Texas marketers divided on start of retail electric pilot
By Ann de Rouffignac
OGJ Online
HOUSTON, July 19 -- Some Texas electricity retailers urged the Texas Public Utility Commission to postpone opening the market to competition until the accuracy of customer billing can be guaranteed.
Large retailers spelled out their objections to moving ahead with a retail pilot prior to a meeting in Austin Thursday. Others said the independent system operator shouldn't wait until it is "error free" to implement the pilot.
At the conclusion of the meeting commissioners recommended no changes to the existing schedule.
A retail choice pilot program was scheduled to begin June 1. But the opening was delayed for the third time until July 31 because of problems at the Electricity Reliability Council of Texas Inc.'s (ERCOT) computer systems. Some market participants said July 31 could be premature.
Shell Energy Services LLC, a unit of Shell Oil Co., Houston, said ERCOT shouldn't rush to open the retail market. Texans have had "decades of monopoly service by the electric utilities. A few more weeks shouldn't matter," Shell said in filings with the PUC.
"While we agree that delay may erode consumer confidence in the market, far more damage will be done if the market opens prematurely resulting in customer switching errors, missed transactions, and billing mistakes," Shell argued.
Instead, Shell said the pilot should be delayed until consumers can be guaranteed "reliable service, seamless transfer of customers, and timely and accurate billing." The Houston company said at least 95% accuracy for meter reads and invoicing is necessary due to the importance of timely and accurate customer billing.

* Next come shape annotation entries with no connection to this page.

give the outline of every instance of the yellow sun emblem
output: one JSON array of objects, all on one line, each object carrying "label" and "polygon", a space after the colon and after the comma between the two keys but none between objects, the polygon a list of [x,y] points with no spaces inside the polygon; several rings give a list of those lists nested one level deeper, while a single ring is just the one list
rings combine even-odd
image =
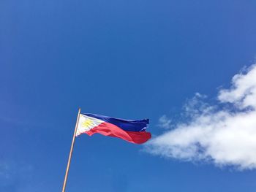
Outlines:
[{"label": "yellow sun emblem", "polygon": [[90,119],[86,119],[85,121],[82,123],[82,127],[89,127],[93,124],[93,122]]}]

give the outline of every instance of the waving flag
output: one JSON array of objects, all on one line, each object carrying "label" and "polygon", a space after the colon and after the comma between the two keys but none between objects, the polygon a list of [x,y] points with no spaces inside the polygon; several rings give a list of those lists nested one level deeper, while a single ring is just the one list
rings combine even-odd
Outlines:
[{"label": "waving flag", "polygon": [[151,137],[151,134],[146,131],[148,123],[148,119],[124,120],[95,114],[80,114],[75,136],[81,134],[91,136],[98,133],[142,144]]}]

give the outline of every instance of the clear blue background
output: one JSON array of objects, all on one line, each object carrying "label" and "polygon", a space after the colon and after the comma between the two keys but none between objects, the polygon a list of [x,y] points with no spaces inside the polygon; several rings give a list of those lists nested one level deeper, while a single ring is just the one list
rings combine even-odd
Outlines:
[{"label": "clear blue background", "polygon": [[[255,0],[0,1],[0,191],[61,191],[78,107],[178,117],[255,61]],[[67,192],[255,191],[256,172],[76,140]]]}]

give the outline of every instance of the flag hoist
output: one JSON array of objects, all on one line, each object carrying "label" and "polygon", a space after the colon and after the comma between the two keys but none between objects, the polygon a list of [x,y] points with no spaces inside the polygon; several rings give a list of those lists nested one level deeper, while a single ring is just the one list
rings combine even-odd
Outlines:
[{"label": "flag hoist", "polygon": [[76,137],[82,134],[91,136],[98,133],[105,136],[118,137],[135,144],[142,144],[151,137],[151,134],[146,131],[148,124],[148,119],[124,120],[91,113],[82,114],[79,108],[62,192],[65,191]]}]

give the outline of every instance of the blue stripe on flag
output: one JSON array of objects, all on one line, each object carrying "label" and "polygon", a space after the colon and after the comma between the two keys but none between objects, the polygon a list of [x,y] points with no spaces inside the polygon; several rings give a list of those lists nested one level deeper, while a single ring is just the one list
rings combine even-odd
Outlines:
[{"label": "blue stripe on flag", "polygon": [[124,120],[96,114],[83,113],[83,115],[114,124],[127,131],[143,131],[149,124],[149,119]]}]

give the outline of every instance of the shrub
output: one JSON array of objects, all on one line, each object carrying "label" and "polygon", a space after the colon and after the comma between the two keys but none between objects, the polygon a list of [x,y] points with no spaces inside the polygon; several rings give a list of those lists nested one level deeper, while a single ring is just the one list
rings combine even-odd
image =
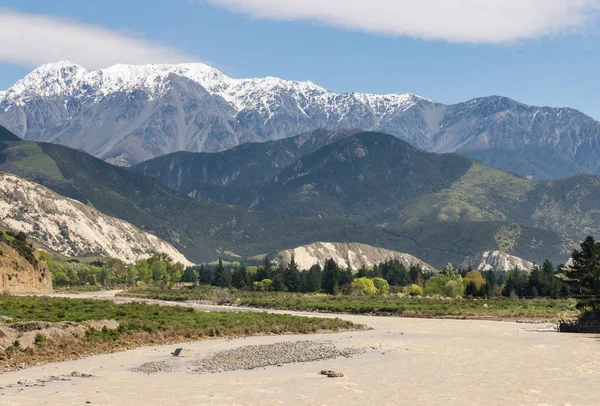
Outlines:
[{"label": "shrub", "polygon": [[423,296],[423,289],[419,285],[415,285],[414,283],[410,286],[406,287],[406,293],[410,296]]},{"label": "shrub", "polygon": [[260,282],[254,282],[252,288],[257,292],[271,292],[273,290],[273,281],[271,279],[263,279]]},{"label": "shrub", "polygon": [[362,277],[352,281],[350,284],[350,291],[354,295],[367,296],[376,294],[377,288],[375,287],[373,280]]},{"label": "shrub", "polygon": [[385,295],[390,292],[390,285],[388,281],[383,278],[374,278],[373,284],[375,288],[377,288],[377,293],[380,295]]},{"label": "shrub", "polygon": [[460,276],[439,274],[427,280],[424,292],[426,295],[462,297],[465,294],[465,285]]},{"label": "shrub", "polygon": [[37,333],[33,339],[33,342],[38,347],[45,347],[46,343],[48,342],[48,338],[45,334]]},{"label": "shrub", "polygon": [[485,279],[478,270],[467,272],[463,278],[466,287],[466,293],[472,296],[476,296],[481,293],[481,288],[485,285]]}]

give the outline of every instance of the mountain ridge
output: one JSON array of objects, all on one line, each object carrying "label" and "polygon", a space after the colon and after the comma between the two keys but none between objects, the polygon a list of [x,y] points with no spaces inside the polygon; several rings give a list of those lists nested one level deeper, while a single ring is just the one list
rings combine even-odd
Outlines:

A group calling itself the Independent Retailers, including AES New Energy Inc., a unit of AES Corp., Arlington, Va.; Green Mountain Energy Co., Austin; and New Power Co., Purchase, NY; said the market should "tolerate a certain error amount and phasing-in as the cost of ending the pilot program delay."
But, separately, New Power Co. complained about accuracy in invoicing and billing systems. To date, the market has not fully "provisioned" a customer from start to finish nor tested monthly usage transactions, invoices, nor statements, New Power said.
The company said problems occurred during attempts to reconcile customer invoices and monthly usage data during the testing of these systems by ERCOT. "New Power is concerned therefore that the ability for competitive retailers to accurately bill a customer is at stake," the company explained.
To date the computer links between the utilities that have the metering data for individual customers and the retailers who serve those customers have not been tested, Shell said. If ERCOT keeps to its schedule of customer switching, 85,000 customers enrolled in the pilot will be switched before the first set of meter data is provided retailers by utilities.
"If problems develop in these yet-untested invoicing systems it may too late since manual bill processing could be an insurmountable task for retailers with tens of thousands of customers," Shell said.
Other retailers urged ERCOT and the PUC to select a realistic and "attainable" date for the full functioning of the retail pilot rather than announcing delays every 2 weeks that may "confuse and frustrate" potential customers.
"We would prefer an attainable date be chosen in the future and announced as the start of customer choice," said First Choice in comments filed at the commission.